Faith and humility in leadership
By Raju Mandhyan
A FEW months ago, by a bunch of professionals, and then a few days ago, by a bunch of human resource practitioners, I was asked, “What makes any professional move from being good to great?”
The answers to such a question usually are experience, character, courage, persistence, passion, etc. My quick and candid response the first time I was asked this was “Faith and Humility.” Their jaws dropped instantaneously and as I tried to defend my thesis, their eyes kinda’ glazed over. But people, being generally nice as they usually are, especially here in the Philippines, are at the end of my defense they all smiled and nodded their approval. In my gut, I knew that I hadn’t sold my idea well enough. But the second the same scenario occurred, I got several “Whoas” and “Awesomes” to my defense of “Faith and Humility’ for success and greatness.
Now, the why and the how of faith and humility in business and life:
First when I say faith, I mean trust and acceptance blinded in with loyalty. Then I mean faith in oneself, faith in your perspectives and then faith in your intentions and action. And, by saying this, I am also not excluding your faith in any structured form of faith. The neuropsychological benefits of all kinds of faith are amazingly similar.
The faith I am talking about is not surrendering of reason and logic and neither the total acceptance of reason and logic. I am talking about the power of goodness hammered into us, into humanity which constantly stretches out to our better and higher self. Yes, the synonyms can be trust and confidence in self. Yet the faith I am referring to is how things eventually turn out and how the larger system and collective intelligence leads us into better things and better places.
A business leader that carries this special chip on his shoulder doesn’t just increase the chances of his own success but also inspires the growth and evolution of others around him. A quick story that comes to my mind is that of a salesman from a small town who was out beating the streets of New York seeking work for a small graphic-designing business he and his wife ran from home. After three days of his being turned away and offered no work, his morale took a plunge. He began to lose “faith” in himself and in the system. At the end of the third, his wife said to him over the phone, “Honey, I just made it big in our small town lotto this afternoon, so worry not about bringing home some business.” The next day up, back on the streets of New York, very strangely, business did not just pick up but it began to pour in. Back at home on Friday night with a load of work in his bag when he hugged his wife, she told him that she really hadn’t won any lotto and she’d just said that to lift up his spirits.

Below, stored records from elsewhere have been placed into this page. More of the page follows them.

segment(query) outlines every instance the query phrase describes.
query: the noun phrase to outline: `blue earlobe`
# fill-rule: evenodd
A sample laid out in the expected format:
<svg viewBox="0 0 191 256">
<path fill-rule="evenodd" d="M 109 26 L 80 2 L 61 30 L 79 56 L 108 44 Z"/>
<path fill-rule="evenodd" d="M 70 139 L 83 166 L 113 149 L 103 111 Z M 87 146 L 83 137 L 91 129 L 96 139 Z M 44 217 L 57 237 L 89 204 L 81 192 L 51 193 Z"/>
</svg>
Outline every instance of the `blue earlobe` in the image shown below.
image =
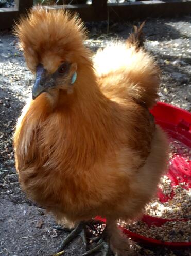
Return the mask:
<svg viewBox="0 0 191 256">
<path fill-rule="evenodd" d="M 72 75 L 72 77 L 71 78 L 71 84 L 73 84 L 75 82 L 75 81 L 76 80 L 76 78 L 77 78 L 77 73 L 76 73 L 76 72 L 75 72 Z"/>
</svg>

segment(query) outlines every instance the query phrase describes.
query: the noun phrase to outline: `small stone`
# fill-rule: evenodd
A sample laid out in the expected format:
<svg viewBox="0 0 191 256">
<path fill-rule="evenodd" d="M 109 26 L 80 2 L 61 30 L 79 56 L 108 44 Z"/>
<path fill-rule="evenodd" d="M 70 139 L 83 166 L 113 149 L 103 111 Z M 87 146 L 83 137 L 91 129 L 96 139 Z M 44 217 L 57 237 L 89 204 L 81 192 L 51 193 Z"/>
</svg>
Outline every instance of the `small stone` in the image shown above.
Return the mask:
<svg viewBox="0 0 191 256">
<path fill-rule="evenodd" d="M 189 79 L 186 75 L 180 73 L 173 73 L 171 74 L 171 77 L 180 84 L 186 84 L 189 81 Z"/>
</svg>

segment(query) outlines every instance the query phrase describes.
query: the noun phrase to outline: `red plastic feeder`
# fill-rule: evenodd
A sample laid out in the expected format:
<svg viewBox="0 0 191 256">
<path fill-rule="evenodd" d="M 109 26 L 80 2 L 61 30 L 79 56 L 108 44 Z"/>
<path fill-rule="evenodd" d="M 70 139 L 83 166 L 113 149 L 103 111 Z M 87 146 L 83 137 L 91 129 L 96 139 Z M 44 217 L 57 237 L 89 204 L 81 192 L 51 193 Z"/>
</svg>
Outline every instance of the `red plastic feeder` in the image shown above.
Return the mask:
<svg viewBox="0 0 191 256">
<path fill-rule="evenodd" d="M 191 113 L 179 108 L 163 102 L 158 102 L 151 110 L 155 123 L 168 134 L 170 142 L 177 141 L 184 144 L 191 149 Z M 191 187 L 191 161 L 185 158 L 181 150 L 170 160 L 168 172 L 166 174 L 171 181 L 171 186 L 185 182 L 185 188 Z M 178 178 L 177 178 L 178 177 Z M 159 191 L 158 196 L 162 203 L 170 198 Z M 172 195 L 173 197 L 173 194 Z M 106 220 L 99 218 L 100 220 Z M 152 225 L 162 226 L 167 221 L 187 221 L 185 219 L 161 219 L 149 215 L 144 215 L 142 219 L 148 228 Z M 121 228 L 124 234 L 132 240 L 143 244 L 168 247 L 183 248 L 191 246 L 191 242 L 170 242 L 149 238 Z"/>
</svg>

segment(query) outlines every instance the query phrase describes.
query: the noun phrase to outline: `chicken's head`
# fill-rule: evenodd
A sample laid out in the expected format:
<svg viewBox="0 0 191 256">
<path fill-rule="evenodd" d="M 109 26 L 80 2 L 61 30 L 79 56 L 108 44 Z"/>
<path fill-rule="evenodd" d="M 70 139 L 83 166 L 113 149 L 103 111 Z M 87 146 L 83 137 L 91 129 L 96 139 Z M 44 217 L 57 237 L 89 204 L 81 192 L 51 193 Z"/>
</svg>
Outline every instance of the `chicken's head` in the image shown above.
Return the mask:
<svg viewBox="0 0 191 256">
<path fill-rule="evenodd" d="M 36 75 L 33 99 L 44 92 L 51 95 L 59 90 L 73 92 L 90 59 L 81 20 L 64 10 L 39 7 L 21 19 L 15 33 L 27 66 Z"/>
</svg>

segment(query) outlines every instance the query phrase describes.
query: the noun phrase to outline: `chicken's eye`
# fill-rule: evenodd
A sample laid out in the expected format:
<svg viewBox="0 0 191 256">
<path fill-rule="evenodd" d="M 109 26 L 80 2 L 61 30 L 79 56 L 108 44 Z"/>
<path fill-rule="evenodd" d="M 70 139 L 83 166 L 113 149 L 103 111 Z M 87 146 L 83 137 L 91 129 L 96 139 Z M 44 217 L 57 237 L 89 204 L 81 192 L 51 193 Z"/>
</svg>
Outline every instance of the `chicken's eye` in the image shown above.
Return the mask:
<svg viewBox="0 0 191 256">
<path fill-rule="evenodd" d="M 58 68 L 58 72 L 61 73 L 65 73 L 65 72 L 67 70 L 67 67 L 66 67 L 66 64 L 62 64 L 59 68 Z"/>
</svg>

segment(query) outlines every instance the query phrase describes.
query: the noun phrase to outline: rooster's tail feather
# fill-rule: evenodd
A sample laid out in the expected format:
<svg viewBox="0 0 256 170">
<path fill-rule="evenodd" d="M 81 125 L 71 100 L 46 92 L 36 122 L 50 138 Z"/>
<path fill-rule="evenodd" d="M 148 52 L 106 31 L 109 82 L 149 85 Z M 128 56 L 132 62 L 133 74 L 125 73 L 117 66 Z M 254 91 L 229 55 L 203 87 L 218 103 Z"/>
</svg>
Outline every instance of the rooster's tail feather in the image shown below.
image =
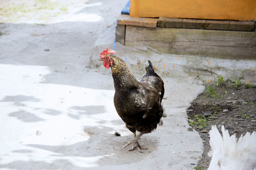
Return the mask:
<svg viewBox="0 0 256 170">
<path fill-rule="evenodd" d="M 155 73 L 155 70 L 154 69 L 154 67 L 153 65 L 152 64 L 152 62 L 150 60 L 148 60 L 148 66 L 147 71 L 147 73 L 148 73 L 150 74 L 153 74 L 154 73 Z"/>
</svg>

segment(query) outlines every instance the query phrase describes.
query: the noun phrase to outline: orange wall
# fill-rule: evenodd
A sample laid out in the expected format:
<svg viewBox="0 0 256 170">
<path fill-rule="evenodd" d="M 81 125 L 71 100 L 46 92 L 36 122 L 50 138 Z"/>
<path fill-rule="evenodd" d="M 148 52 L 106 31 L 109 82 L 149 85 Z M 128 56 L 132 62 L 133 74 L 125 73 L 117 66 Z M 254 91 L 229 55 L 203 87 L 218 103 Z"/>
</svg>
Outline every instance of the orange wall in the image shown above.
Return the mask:
<svg viewBox="0 0 256 170">
<path fill-rule="evenodd" d="M 256 20 L 256 0 L 131 0 L 130 15 L 139 17 Z"/>
</svg>

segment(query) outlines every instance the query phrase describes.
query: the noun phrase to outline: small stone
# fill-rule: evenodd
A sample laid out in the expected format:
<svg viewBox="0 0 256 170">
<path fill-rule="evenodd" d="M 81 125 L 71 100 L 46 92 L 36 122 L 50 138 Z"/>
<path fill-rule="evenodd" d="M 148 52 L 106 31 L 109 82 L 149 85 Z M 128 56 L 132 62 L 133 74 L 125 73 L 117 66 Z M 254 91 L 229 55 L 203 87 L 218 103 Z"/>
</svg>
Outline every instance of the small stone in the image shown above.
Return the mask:
<svg viewBox="0 0 256 170">
<path fill-rule="evenodd" d="M 120 133 L 118 133 L 118 132 L 116 132 L 116 131 L 115 132 L 115 135 L 116 136 L 121 136 L 121 134 Z"/>
<path fill-rule="evenodd" d="M 41 135 L 41 132 L 40 132 L 40 131 L 36 131 L 36 135 L 38 135 L 38 136 L 40 136 L 40 135 Z"/>
<path fill-rule="evenodd" d="M 190 131 L 190 132 L 192 132 L 193 131 L 193 128 L 192 127 L 189 127 L 189 128 L 188 128 L 188 131 Z"/>
<path fill-rule="evenodd" d="M 228 112 L 228 110 L 227 109 L 225 109 L 222 111 L 222 112 L 225 113 L 225 112 Z"/>
</svg>

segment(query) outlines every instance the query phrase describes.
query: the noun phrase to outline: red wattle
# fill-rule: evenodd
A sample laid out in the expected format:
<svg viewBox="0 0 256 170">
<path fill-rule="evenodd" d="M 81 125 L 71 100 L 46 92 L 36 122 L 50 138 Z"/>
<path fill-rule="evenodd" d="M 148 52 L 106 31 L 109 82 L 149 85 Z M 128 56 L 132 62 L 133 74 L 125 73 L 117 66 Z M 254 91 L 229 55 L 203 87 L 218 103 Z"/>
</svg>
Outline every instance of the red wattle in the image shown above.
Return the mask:
<svg viewBox="0 0 256 170">
<path fill-rule="evenodd" d="M 104 66 L 105 68 L 108 69 L 110 67 L 109 63 L 106 62 L 106 61 L 103 62 L 103 66 Z"/>
</svg>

I admit that like placebos her approach may not have been all too authentic but it did and does deliver positive results.
My way is that before every important interaction or intervention, I step away from the hustle and bustle of life, find a quiet place, and pause. In that moment, I ask myself: Do you have faith in yourself? Have you done all the homework that needs to have been done? Do you have a value-creating agenda? Do you care for the people you are going to deal with? Are your objectives more selfless than selfish? Do you have faith in the system and in the world of your own perceptions?
When I get a “yes” as an answer to all of them, I open the door and step in. That is my way to faith. That is my first step, like Martin Luther King, Jr. said, “Faith is taking the first step even when you don’t see the whole staircase.”
Now for the why and how of humility towards success and greatness in life and at work:
One of the best explanations or it was probably a quote on the walls of daughter’s school, the Colegio San Agustin in the Philippines. I cannot remember the exact words but the gist of it was that the moment your mind highlights for you, or even others, that you are being humble then lady humility flies out of the window. If and when you say you are being then you are not.
Yes, the moment you make a claim towards it, then it fizzles away and turn into a monstrosity of overconfidence, pride, arrogance and ends up in consistent delusions of greatness.
Thus, humility needs to be exercised quietly and with strength towards the very same reasons from which you gather and accumulate your faith. So, not just before, during and even after all interactions and interventions, the questions I ask myself in quiet moments are: Are you even-minded and true about you and your achievements? Do you have quiet confidence in the homework you have done and are you ready for it to not serve you? Are you prepared to be rejected, turned down and even out? Are you open to the possibilities of failure? Will you be able to accept that however selfless your ideas and intentions are, they may still be regarded as self-serving?
These questions serve me well to be equanimous both in failure and even in great success. I am not claiming that I succeed at practicing these habits. I am not claiming that these practices will guarantee growth and will transcend us all social and business leaders from good to great. I am saying that in my observations and studying of great business leaders, these habits are a huge part of their natural traits. Some favorite teachers, consultants and leaders of faith follow these two paths of faith and humility. Oh, well, they are not two paths but they put together aa wheels of a bicycle with which you can traverse from being good to becoming great.
Raju Mandhyan is an author, coach and speaker.